Une décision que notre compatriote et son avocat ont vite fait de rejeter. Et depuis, Me Steeve Ruben ne décolère pas. «C'est totalement injuste. Mon client le vit très mal, il n'arrive pas à y croire. La justice ne peut pas refuser à un homme la possibilité de quitter le territoire pour dire adieu à son frère, c'est faire totalement abstraction d'une situation imprévisible. C'est une décision dénuée de toute humanité», martèle la robe noire.
De son côté, une source judiciaire citée dans la presse française estime que le tribunal a bien fait. «Le tribunal correctionnel est intelligent : s'il a prononcé cette condamnation aussi sévère, c'est qu'il a de bonnes raisons, la décision de justice doit s'appliquer. C'était sans doute un peu tôt pour envisager une mesure exceptionnelle», commente la source. 
Selon le secrétaire général de l'Union syndicale des magistrats (Usm), ce cas de figure est assez rare : «d'habitude, on a le schéma inverse : une personne est incarcérée et demande à sortir pour assister à des obsèques. Alors, le juge d'application des peines est saisi : il peut accepter ou refuser s'il y a un risque d'évasion ou de renouvellement des faits. L'appréciation se fait, chaque fois, au cas par cas», explique Jacky Coulon. 

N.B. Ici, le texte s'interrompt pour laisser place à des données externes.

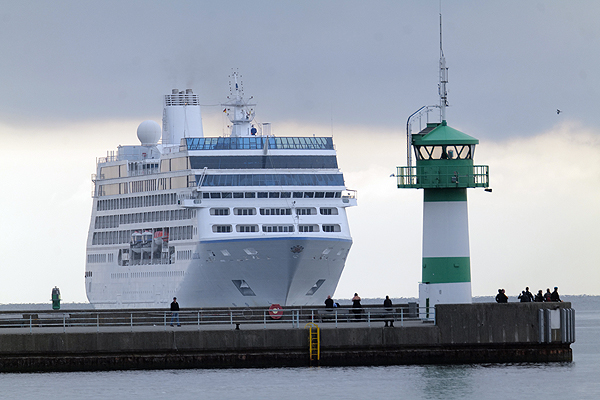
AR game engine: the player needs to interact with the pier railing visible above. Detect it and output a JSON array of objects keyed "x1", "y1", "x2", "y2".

À l'automne 2015, la décision d'un juge d'application des peines de l'Isère avait provoqué la fureur d'une cinquantaine de personnes qui avaient notamment incendié des palettes et des voitures, semant la pagaille dans la petite ville de Moirans. Cette fois-là, la justice avait refusé à un jeune homme de 24 ans, incarcéré, de se rendre aux obsèques de son jeune-frère.